The following figure shows use of both a non-blocking standard send MPI_Isend (S) and a non-blocking receive MPI_Irecv (S). As before, the standard mode send will proceed differently depending on the message size. The following figure demonstrates the behavior for message size less than or equal to the threshold.

The sending task posts the non-blocking standard send when the message buffer contents are ready to be transmitted. It returns immediately without waiting for the copy to the remote system buffer to complete. MPI_Wait (S) is called just before the sending task needs to overwrite the message buffer.
The receiving task calls a non-blocking receive as soon as a message buffer is available to hold the message. The non-blocking receive returns without waiting for the message to arrive. The receiving task calls MPI_Wait (S) when it needs to use the incoming message data (i.e. needs to be certain that it has arrived).
No real difference in system overhead compared to blocking calls
In general, the system overhead will not differ substantially compared to blocking calls. On hardware where the CPU needs to be involved in the data transfer, computation will always be interrupted on both the sending and receiving nodes to pass the message; the point in time when the interruption occurs should not be of any particular consequence to the running program. And even when the architecture permits data transfer and computation to occur simultaneously, the fact that this behavior pertains only to small messages means that no great difference in performance would be expected.
More potential for reduction in synchronization overhead
- No blocking if system buffer is full on receiving side (until Wait)
- No sync penalty from posting MPI_Irecv (S) as early as possible**
- Can prevent deadlock (processes waiting for each other)
**Early posting is desirable because message goes directly into receive buffer, if Irecv (or Recv) is posted ahead of Isend (or Send)
The advantage of using the non-blocking send occurs when the remote system buffer is full. In this case, a blocking send would have to wait until the receiving task pulled some message data out of the buffer. If a non-blocking call is used, computation can be done during this interval.
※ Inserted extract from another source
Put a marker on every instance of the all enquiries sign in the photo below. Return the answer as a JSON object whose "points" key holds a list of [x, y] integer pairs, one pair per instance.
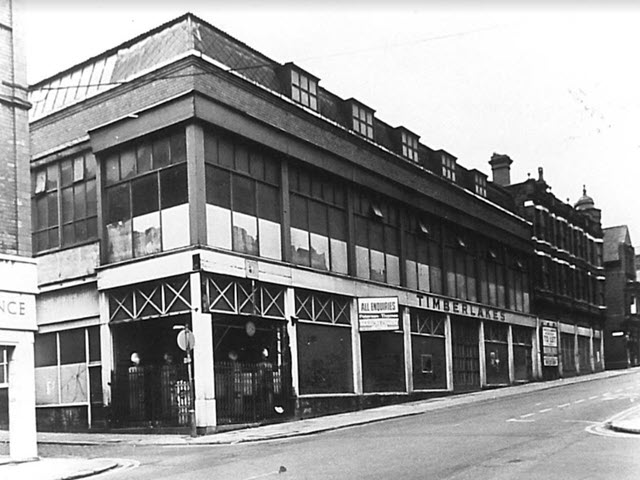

The advantage of a non-blocking receive over a blocking one can be considerable if the receive is posted before the send. The task can continue computing until the Wait is posted, rather than sitting idle. (It is desriable to post any type of receive ahead of its matching send so that when the message arrives, it goes directly into the program buffer instead of the system buffer.) Posting MPI_Irecv (S) as early as possible therefore reduces the amount of synchronization overhead.
Non-blocking calls can ensure that deadlock -- a situation in which two processes waiting for each other -- will not occur. To achieve this, it is necessary only to make sure that all Waits are posted following all the send and receive calls needed to complete the communication.